# 2008 Tournament Schedules



## HOTTFINGER (Apr 14, 2004)

Anyone know of a "master list" of Ohio Bass tournaments for 2008? For the past several years, I have used the COTAA sight but aparently it has been disabled. Please help----our small club likes to avoid crossing paths with the bigger groups.


----------



## Jignpig (Jul 2, 2007)

Here's a site that I've found thats got quite a few of the bigger trail schedules for Ohio. Hope its a help. Tightlines.

http://www.ohiobassangler.com/mycustompage0012.htm

http://www.seoltt.com/seolttschedule.html


----------



## Nipididdee (Apr 19, 2004)

One quarter of the State and some xtras...

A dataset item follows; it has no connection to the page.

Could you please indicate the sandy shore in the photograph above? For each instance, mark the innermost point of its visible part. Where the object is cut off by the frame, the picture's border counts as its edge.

http://www.dobass.com/2002schedules.html

nip


----------



## HOTTFINGER (Apr 14, 2004)

Thanks to the responders. This will help. I sure miss COTAA. Anyone know what happened to them?


----------



## alumking (Feb 27, 2006)

Steve Kirby has got out of running tournaments(cotaa)so your best bet is www.ohiobassangler.com be sure if you have a circuits dates for 2008 e mail brian on ohio bass angler and he will post it. Brian does a fantastic job as well. Also any opens can be posted as well.


----------